Tak ładnie piszesz o 7, ale generalizujesz stwierdzając, że wszystkie są wspaniałe, mają ciekawe zainteresowania itp. Szersze horyzonty myślowe pomagają też zazwyczaj użyć innego słowa niż określenie przyprawy (pieprz) przy komentowaniu czyjegoś zdania.

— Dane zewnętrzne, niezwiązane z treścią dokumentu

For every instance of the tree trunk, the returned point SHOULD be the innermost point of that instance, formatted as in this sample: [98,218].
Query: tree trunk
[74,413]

7 jako emo bardzo może się sprawdzić - bo emo zwraca uwagę na siebie. Z tym że motywacja u 4 i u 7 jest inna. Czwórka jest emocjonalna i pragnie uwagi, a konkretnie mówiąc: opiekuna. Siódemka jest typem myślącym i pragnącym nowości - przy niższych poziomach zdrowia sprowadza się do materialistycznego pragnienia wszystkiego co nowe; a kiedy to nowe kupi, to zaraz pożąda następnego, bo poprzednie jej się znudziło. W ten sposób, chcąc nie chcąc, zwraca na siebie uwagę wyróżniając się (intencja całkiem inna niż u 4, ale efekty zewnętrzne bywają podobne).
Petroniusz pisze:Wracając do wątku kozaczenia i zgrywania maczo to zasadniczo nie pasuje mi to ani do 7 ani do 8. A dlaczego? Ano dlatego że takie zachowanie jest oznaką kompleksów i braku pewności siebie. 8 są najbardziej pewnymi z siebie ludzi ze wszystkich typów natomiast 7 zasadniczo nie mają kompleksów. 8 jest naturalnym przywódcą po prostu ma to w genach i nie ma potrzeby nic nikomu udowadniać. 7 ma generalnie takie żeczy w dupie i spory dystans do siebie, raczej będzie się martwił tym co by porobić aby było fajnie i ciekawie niż zawracał sobie głowe tym jak tu przykozaczyć.
8 może wyglądać jakby zgrywało macho, bo to jest naturalna postawa większości 8 jakby nie patrzeć, dlatego iż będzie chciało zaznaczyć swój teren, pokazać że to on tutaj rządzi, co chwila konfrontować się z innymi także po to by sprawdzić, ja silni są oni i czy może na nich polegać. Konfrontacja z innymi dotyczy właściwie każdej Ósemki, nawet tych o wysokim poziomie zdrowia.
"7 zasadniczo nie mają kompleksów" to bardzo powierzchowna ocena. Co prawda w porównaniu z typami np. uczuciowymi to faktycznie jest to jak niebo a ziemia (emocjonalni bywają jednym wielkim "kompleksem", tak się nad sobą zastanawiają), ale 7 też może mieć wątpliwości względem siebie. Z tym, że rozwiąże je najpewniej po siódemkowemu - uciekając w zabawę, im głośniejszą tym lepiej (a nie jak 2 przypochlebiając się innym, czy jak 4 uciekając w swój prywatny świat doznań emocjonalnych).
Petroniusz pisze:yusti pisze: "Myśl po mojemu lub milcz" w całej krasie
Ja bym zmienił na "Myśl lub milcz".
Ja bym zmienił na "Pomyśl i wtedy powiedz."